2. The Domain Names and Registrar
The disputed domain names <nicolerichiefragrance.com> and <nicolerichieperfume.com> (the “Disputed Domain Names”) are registered with Wild West Domains, LLC (the “Registrar”).
3. Procedural History
The Complaint was filed with the WIPO Arbitration and Mediation Center (the “Center”) on March 13, 2012. On March 14, 2012, the Center transmitted by email to the Registrar a request for registrar verification in connection with the Disputed Domain Names. On March 16, 2012, the Registrar transmitted by email to the Center its verification response confirming that Respondent is listed as the registrant and providing the contact details.
The Center verified that the Complaint satisfied the formal requirements of the Uniform Domain Name Dispute Resolution Policy (the “Policy” or “UDRP”), the Rules for Uniform Domain Name Dispute Resolution Policy (the “Rules”), and the WIPO Supplemental Rules for Uniform Domain Name Dispute Resolution Policy (the “Supplemental Rules”).
In accordance with the Rules, paragraphs 2(a) and 4(a), the Center formally notified Respondent of the Complaint, and the proceedings commenced on March 19, 2012. In accordance with the Rules, paragraph 5(a), the due date for Response was April 8, 2012. Respondent did not submit any Response. Accordingly, the Center notified Respondent’s default on April 10, 2012.
The Center appointed Lynda M. Braun as the sole panelist in this matter on April 16, 2012. The Panel finds that it was properly constituted. The Panel has submitted the Statement of Acceptance and Declaration of Impartiality and Independence, as required by the Center to ensure compliance with the Rules, paragraph 7.
4. Factual Background
This dispute concerns the Disputed Domain Names <nicolerichiefragrance.com> and <nicolerichieperfume.com>. The Disputed Domain Names were registered on September 28, 2008.
Complainant is a well-known actor and spokesperson who has achieved substantial success. She has received considerable press attention for her activities in the acting community and the fashion world. The name and trademark NICOLE RICHIE has become associated exclusively with Complainant and her entertainment and fashion services and is understood by consumers to refer to and designate Complainant and these services.
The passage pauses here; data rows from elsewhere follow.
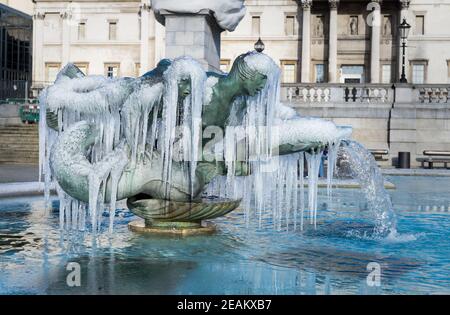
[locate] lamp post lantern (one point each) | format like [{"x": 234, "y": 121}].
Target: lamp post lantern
[
  {"x": 404, "y": 32},
  {"x": 259, "y": 45}
]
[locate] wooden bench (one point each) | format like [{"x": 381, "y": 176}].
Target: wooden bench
[
  {"x": 378, "y": 154},
  {"x": 433, "y": 157}
]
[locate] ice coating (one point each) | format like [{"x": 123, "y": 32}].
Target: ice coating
[
  {"x": 87, "y": 94},
  {"x": 102, "y": 130},
  {"x": 306, "y": 130},
  {"x": 228, "y": 13},
  {"x": 183, "y": 68}
]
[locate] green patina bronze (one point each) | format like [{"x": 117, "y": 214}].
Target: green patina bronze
[{"x": 143, "y": 185}]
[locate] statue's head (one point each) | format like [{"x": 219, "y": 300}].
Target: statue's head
[
  {"x": 184, "y": 87},
  {"x": 251, "y": 70}
]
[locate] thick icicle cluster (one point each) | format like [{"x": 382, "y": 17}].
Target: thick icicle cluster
[
  {"x": 189, "y": 115},
  {"x": 275, "y": 187},
  {"x": 124, "y": 115}
]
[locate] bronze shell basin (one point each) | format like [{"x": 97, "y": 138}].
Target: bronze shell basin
[{"x": 175, "y": 214}]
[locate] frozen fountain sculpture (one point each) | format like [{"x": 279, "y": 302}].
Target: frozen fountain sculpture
[{"x": 180, "y": 144}]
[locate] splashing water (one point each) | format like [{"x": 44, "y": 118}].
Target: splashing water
[
  {"x": 364, "y": 168},
  {"x": 276, "y": 181},
  {"x": 119, "y": 111}
]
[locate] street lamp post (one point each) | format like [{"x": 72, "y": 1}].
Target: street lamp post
[
  {"x": 404, "y": 31},
  {"x": 259, "y": 46}
]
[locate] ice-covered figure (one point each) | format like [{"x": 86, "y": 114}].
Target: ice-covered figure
[{"x": 137, "y": 138}]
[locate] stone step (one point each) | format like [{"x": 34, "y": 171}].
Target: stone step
[{"x": 13, "y": 140}]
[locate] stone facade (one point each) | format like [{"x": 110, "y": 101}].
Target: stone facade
[{"x": 333, "y": 41}]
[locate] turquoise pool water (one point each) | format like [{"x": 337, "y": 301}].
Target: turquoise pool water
[{"x": 240, "y": 258}]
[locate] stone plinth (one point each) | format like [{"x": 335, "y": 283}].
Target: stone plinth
[
  {"x": 195, "y": 35},
  {"x": 140, "y": 227}
]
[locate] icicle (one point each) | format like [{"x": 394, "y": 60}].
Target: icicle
[
  {"x": 314, "y": 161},
  {"x": 332, "y": 158},
  {"x": 301, "y": 162}
]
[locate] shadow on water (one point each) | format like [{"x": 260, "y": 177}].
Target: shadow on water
[{"x": 120, "y": 275}]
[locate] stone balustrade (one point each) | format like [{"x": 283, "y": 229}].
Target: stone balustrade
[
  {"x": 304, "y": 94},
  {"x": 435, "y": 94},
  {"x": 337, "y": 93}
]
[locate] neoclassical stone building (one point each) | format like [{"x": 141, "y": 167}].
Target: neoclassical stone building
[{"x": 334, "y": 41}]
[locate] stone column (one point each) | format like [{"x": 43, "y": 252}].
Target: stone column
[
  {"x": 332, "y": 43},
  {"x": 306, "y": 40},
  {"x": 375, "y": 41},
  {"x": 159, "y": 41},
  {"x": 38, "y": 47},
  {"x": 404, "y": 5},
  {"x": 196, "y": 35},
  {"x": 65, "y": 49},
  {"x": 144, "y": 52}
]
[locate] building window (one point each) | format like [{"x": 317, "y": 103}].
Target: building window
[
  {"x": 289, "y": 25},
  {"x": 112, "y": 70},
  {"x": 386, "y": 74},
  {"x": 418, "y": 73},
  {"x": 256, "y": 25},
  {"x": 448, "y": 68},
  {"x": 289, "y": 71},
  {"x": 320, "y": 73},
  {"x": 83, "y": 66},
  {"x": 81, "y": 30},
  {"x": 51, "y": 72},
  {"x": 225, "y": 66},
  {"x": 420, "y": 25},
  {"x": 112, "y": 30},
  {"x": 138, "y": 69}
]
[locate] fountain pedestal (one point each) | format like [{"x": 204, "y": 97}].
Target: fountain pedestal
[
  {"x": 196, "y": 35},
  {"x": 178, "y": 218}
]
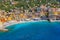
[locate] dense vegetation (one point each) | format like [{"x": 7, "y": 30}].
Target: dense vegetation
[{"x": 8, "y": 4}]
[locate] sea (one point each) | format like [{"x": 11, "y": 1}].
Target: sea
[{"x": 42, "y": 30}]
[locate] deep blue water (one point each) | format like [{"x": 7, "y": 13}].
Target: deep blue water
[{"x": 32, "y": 31}]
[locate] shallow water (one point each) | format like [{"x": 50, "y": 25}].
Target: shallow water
[{"x": 32, "y": 31}]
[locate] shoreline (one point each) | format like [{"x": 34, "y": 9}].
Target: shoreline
[
  {"x": 13, "y": 22},
  {"x": 6, "y": 24}
]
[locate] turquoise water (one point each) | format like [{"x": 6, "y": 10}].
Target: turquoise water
[{"x": 32, "y": 31}]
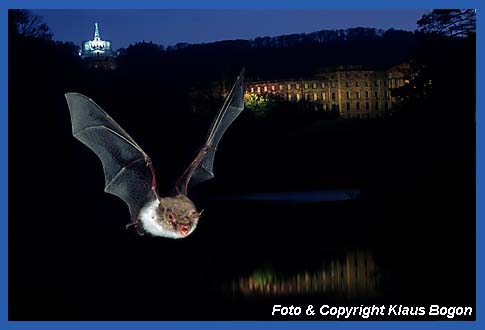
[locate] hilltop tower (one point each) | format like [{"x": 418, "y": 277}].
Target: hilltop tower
[{"x": 97, "y": 52}]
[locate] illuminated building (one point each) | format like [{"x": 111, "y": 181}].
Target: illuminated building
[
  {"x": 97, "y": 52},
  {"x": 354, "y": 92}
]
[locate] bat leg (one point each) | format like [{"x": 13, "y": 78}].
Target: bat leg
[
  {"x": 152, "y": 170},
  {"x": 136, "y": 223}
]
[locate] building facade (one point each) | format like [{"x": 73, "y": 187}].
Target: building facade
[{"x": 353, "y": 91}]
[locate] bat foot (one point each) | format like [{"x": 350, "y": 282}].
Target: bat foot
[{"x": 137, "y": 226}]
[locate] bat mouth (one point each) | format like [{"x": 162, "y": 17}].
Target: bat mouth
[{"x": 184, "y": 229}]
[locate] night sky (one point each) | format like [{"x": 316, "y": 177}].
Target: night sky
[{"x": 168, "y": 27}]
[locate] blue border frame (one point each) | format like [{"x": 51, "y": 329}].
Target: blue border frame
[{"x": 227, "y": 4}]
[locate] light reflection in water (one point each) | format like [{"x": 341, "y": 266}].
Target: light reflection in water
[{"x": 355, "y": 275}]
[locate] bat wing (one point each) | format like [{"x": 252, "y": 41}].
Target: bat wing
[
  {"x": 201, "y": 168},
  {"x": 127, "y": 169}
]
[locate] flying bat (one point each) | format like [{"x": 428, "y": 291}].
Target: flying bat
[{"x": 130, "y": 174}]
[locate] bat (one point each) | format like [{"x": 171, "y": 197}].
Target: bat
[{"x": 130, "y": 174}]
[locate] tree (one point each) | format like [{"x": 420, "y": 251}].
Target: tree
[
  {"x": 23, "y": 22},
  {"x": 449, "y": 22}
]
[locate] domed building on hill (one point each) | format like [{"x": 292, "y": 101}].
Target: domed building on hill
[{"x": 97, "y": 52}]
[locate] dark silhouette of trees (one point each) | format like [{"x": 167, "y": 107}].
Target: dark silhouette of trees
[
  {"x": 449, "y": 22},
  {"x": 24, "y": 23}
]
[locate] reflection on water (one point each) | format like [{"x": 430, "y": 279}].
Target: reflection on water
[{"x": 355, "y": 275}]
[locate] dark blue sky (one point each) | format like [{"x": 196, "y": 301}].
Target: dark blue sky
[{"x": 168, "y": 27}]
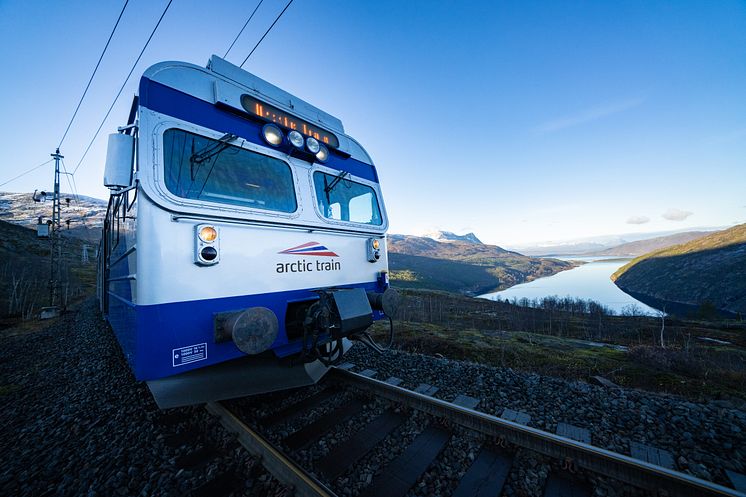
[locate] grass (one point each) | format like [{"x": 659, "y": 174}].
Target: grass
[{"x": 699, "y": 373}]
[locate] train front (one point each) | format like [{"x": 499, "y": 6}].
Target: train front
[{"x": 257, "y": 246}]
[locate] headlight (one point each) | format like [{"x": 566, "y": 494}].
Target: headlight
[
  {"x": 272, "y": 135},
  {"x": 323, "y": 154},
  {"x": 296, "y": 139},
  {"x": 313, "y": 145},
  {"x": 208, "y": 234},
  {"x": 206, "y": 245}
]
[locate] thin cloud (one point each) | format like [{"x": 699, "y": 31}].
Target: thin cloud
[
  {"x": 589, "y": 115},
  {"x": 638, "y": 220},
  {"x": 735, "y": 135},
  {"x": 676, "y": 214}
]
On October 20, 2011, Complainant announced a new line of fragrance products to be sold under the trademark NICOLE RICHIE, which was to be launched in September 2012. Therefore, on October 13, 2011, Complainant’s wholly-owned company, Nicole Richie, Inc., filed an intent-to-use trademark application with the United States Patent & Trademark Office, Serial Number 85/446,642, for NICOLE RICHIE in International Class 3 for fragrances, perfumes, eau deparfum, and various other cosmetic products.
Complainant owns and maintains the website “www.nicolerichie.com”, which features her fashion activities and prominently displays her NICOLE RICHIE trademark at the top of the home page and all other pages of the website. That website went live on June 2, 2011. As of February 29, 2012, it had attracted a total of approximately 2,132,330 visits. Prior to using that website, Complainant maintained a similar
website at “www.nicolerichie.celebuzz.com”. That website went live in March 2009 and now re-directs to “www.nicolerichie.com”.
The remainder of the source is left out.